Compared to TextMaker, PlanMaker is a disappointment. It shares some of the general features of TextMaker, such as the ability to save keyboard mapping sets, but lacks any innovations for spreadsheets greater than a tool to transpose rows and columns. PlanMaker is a general purpose spreadsheet program without many of the refinements that make a spreadsheet easy to use.

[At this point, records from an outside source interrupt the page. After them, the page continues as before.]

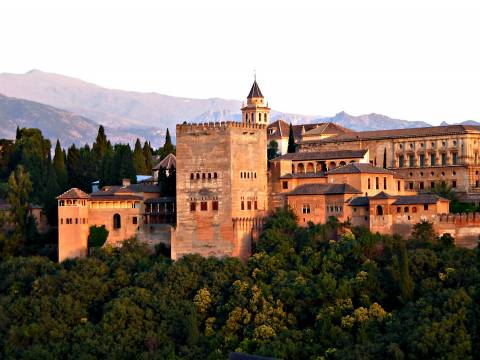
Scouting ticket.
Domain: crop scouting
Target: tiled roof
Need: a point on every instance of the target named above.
(304, 175)
(254, 91)
(418, 199)
(323, 155)
(357, 168)
(323, 189)
(169, 161)
(282, 129)
(405, 133)
(359, 201)
(115, 197)
(382, 195)
(73, 193)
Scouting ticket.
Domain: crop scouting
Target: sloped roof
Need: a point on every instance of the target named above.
(254, 91)
(169, 161)
(382, 195)
(304, 175)
(73, 193)
(324, 189)
(418, 199)
(359, 201)
(323, 155)
(404, 133)
(357, 168)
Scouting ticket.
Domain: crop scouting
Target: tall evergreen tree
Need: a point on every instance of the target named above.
(291, 140)
(168, 147)
(147, 154)
(74, 170)
(60, 167)
(139, 159)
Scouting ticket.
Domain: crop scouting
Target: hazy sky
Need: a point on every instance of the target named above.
(410, 59)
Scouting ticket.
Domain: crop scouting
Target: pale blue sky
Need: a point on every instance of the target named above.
(398, 58)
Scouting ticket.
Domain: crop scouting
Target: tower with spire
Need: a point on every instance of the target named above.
(255, 111)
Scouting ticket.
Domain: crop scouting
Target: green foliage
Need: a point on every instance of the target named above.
(292, 147)
(272, 150)
(97, 237)
(139, 161)
(313, 292)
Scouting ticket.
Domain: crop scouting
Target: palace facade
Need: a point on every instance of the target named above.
(225, 186)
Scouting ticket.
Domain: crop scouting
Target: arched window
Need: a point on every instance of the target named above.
(117, 221)
(310, 167)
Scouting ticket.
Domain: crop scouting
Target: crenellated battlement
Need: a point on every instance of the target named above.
(212, 126)
(463, 218)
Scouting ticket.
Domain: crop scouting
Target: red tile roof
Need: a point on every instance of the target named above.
(73, 193)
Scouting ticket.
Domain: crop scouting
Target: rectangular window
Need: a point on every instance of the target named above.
(454, 158)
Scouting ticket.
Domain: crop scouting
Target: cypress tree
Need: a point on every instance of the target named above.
(60, 168)
(139, 159)
(147, 154)
(168, 148)
(291, 140)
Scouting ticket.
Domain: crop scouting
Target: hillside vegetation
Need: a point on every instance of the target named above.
(301, 295)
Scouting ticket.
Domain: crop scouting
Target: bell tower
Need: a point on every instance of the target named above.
(255, 111)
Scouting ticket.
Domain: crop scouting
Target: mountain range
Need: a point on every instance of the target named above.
(71, 109)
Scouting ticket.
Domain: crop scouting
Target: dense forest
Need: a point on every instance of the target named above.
(317, 292)
(29, 175)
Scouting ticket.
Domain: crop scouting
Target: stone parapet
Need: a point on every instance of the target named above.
(187, 128)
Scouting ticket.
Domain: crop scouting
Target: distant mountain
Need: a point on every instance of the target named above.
(134, 110)
(370, 122)
(57, 124)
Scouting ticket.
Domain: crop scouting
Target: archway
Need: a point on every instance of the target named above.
(117, 221)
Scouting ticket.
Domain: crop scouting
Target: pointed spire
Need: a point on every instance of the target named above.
(255, 91)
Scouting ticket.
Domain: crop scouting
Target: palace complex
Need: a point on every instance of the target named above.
(225, 186)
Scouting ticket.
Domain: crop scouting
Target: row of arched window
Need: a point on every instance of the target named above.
(203, 176)
(72, 221)
(248, 175)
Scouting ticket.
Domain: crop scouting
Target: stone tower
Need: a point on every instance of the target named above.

PlanMaker – click to enlarge

The problem is not that PlanMaker lacks general functionality. In fact, PlanMaker includes a number of advanced tools, such as Validation and Goal Seek, that some of its free software rivals lack. Rather, the problem is that features are overly basic. For example, PlanMaker offers the usual range of cell formatting, including text wrap, but without the hyphenation that makes the feature useful in other spreadsheets. In much the same way, while PlanMaker includes settings for print ranges, page breaks, and sheet selection to ease the perennial problems of transferring a spreadsheet to paper, it does not have options for reducing the size of the material to be printed, or setting the order in which columns and rows are printed if the material is too large for a single page — let alone the page styles of OpenOffice.org. The story is much the same with list-making tools; Planmaker includes the array of filters and sorts that an experienced spreadsheet user might expect, but shows no awareness of column headings — which, as a result, can be overwritten when an autofilter is added.

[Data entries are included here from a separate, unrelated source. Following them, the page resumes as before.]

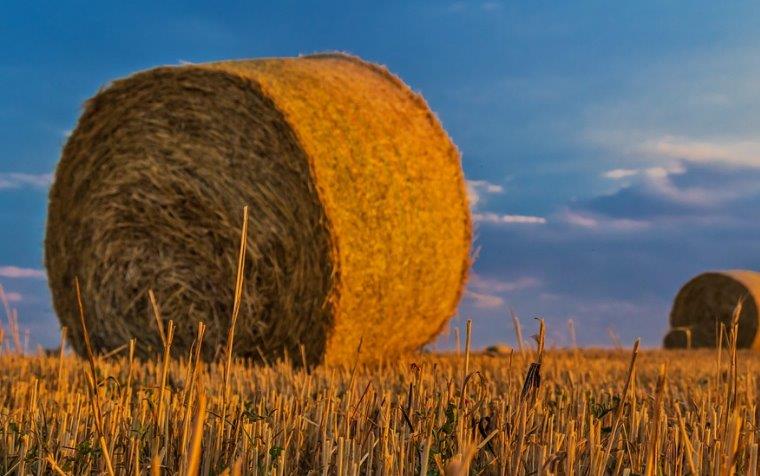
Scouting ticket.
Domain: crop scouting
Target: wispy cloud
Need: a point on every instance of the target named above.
(15, 180)
(13, 296)
(485, 301)
(485, 292)
(617, 174)
(507, 219)
(16, 272)
(744, 153)
(600, 222)
(477, 190)
(493, 285)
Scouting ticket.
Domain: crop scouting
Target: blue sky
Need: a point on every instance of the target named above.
(613, 150)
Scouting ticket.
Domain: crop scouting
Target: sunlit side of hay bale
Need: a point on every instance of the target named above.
(710, 299)
(359, 225)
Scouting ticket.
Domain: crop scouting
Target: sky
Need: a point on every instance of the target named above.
(612, 150)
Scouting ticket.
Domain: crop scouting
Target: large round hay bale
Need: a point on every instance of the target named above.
(709, 299)
(359, 224)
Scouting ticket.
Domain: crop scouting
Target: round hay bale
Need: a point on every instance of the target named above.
(709, 299)
(359, 223)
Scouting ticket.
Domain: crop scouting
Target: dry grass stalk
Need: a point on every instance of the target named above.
(593, 412)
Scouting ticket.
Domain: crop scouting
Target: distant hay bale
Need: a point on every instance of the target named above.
(709, 299)
(359, 223)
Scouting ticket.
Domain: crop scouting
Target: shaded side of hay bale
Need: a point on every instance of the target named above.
(360, 230)
(709, 299)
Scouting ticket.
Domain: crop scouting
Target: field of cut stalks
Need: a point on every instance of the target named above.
(520, 413)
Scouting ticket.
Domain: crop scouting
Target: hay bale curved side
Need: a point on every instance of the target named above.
(393, 189)
(360, 229)
(710, 298)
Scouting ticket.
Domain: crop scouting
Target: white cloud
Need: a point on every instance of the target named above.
(744, 153)
(13, 296)
(478, 189)
(498, 286)
(484, 292)
(485, 301)
(617, 174)
(22, 180)
(16, 272)
(507, 219)
(601, 223)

While PlanMaker offers fewer functions than OpenOffice.org — about 320 compared to about 370 — it includes the most commonly used ones, so only specialty users are likely to notice the lack. However, the real problem with formulas in PlanMaker is the Formula window. As in most spreadsheets, the window divides functions into categories, and includes the syntax and a synopsis for the currently selected function, and the keypad for entering operators is a convenient touch. However, unlike the equivalent in OpenOffice.org Calc, it does not include input fields for each argument or error messages. Even worse, arguments must be entered manually, and cannot be selected by the mouse. As a result, entering a formula in PlanMaker is more difficult than in any other modern spreadsheet I have seen. Nor is the process made easier by the small input field in the window and the small, unaliased font that the window uses.

Conclusion

As an office suite, SoftMaker Office is easy to underestimate. It lacks a slide show program, and, at a casual glance, you could easily miss the drawing tools in Object -> New Drawing or the database setup in Extras -> Create Database. However, while a lukewarm first impression may be dispelled as you use TextMaker, it tends to be confirmed as you explore PlanMaker. Or, to put the case another way, TextMaker meets the basic requirement for proprietary software by offering features that free equivalents do not, but PlanMaker, for the most part, fails to. The difference in the two applications’ capability levels, combined with the lack of interoperability, make the suite unsatisfying. Not helping are the file manager that opens at the root directory and the clumsy object mode that you need to switch into in order to edit graphics and other insertions.

Still, regardless of whether you find proprietary applications acceptable or whether SoftMaker Office has all the features you need, you may want to take advantage of the beta to see what TextMaker has to offer. Unlike most modern word processors, TextMaker is not just obsessed with matching the feature set of Microsoft Office. Instead, in dozens of small ways, TextMaker is introducing its own refinements. The approach is refreshing. If only it were taken with PlanMaker as well, SoftMaker Office would be a competitive product regardless of its licensing.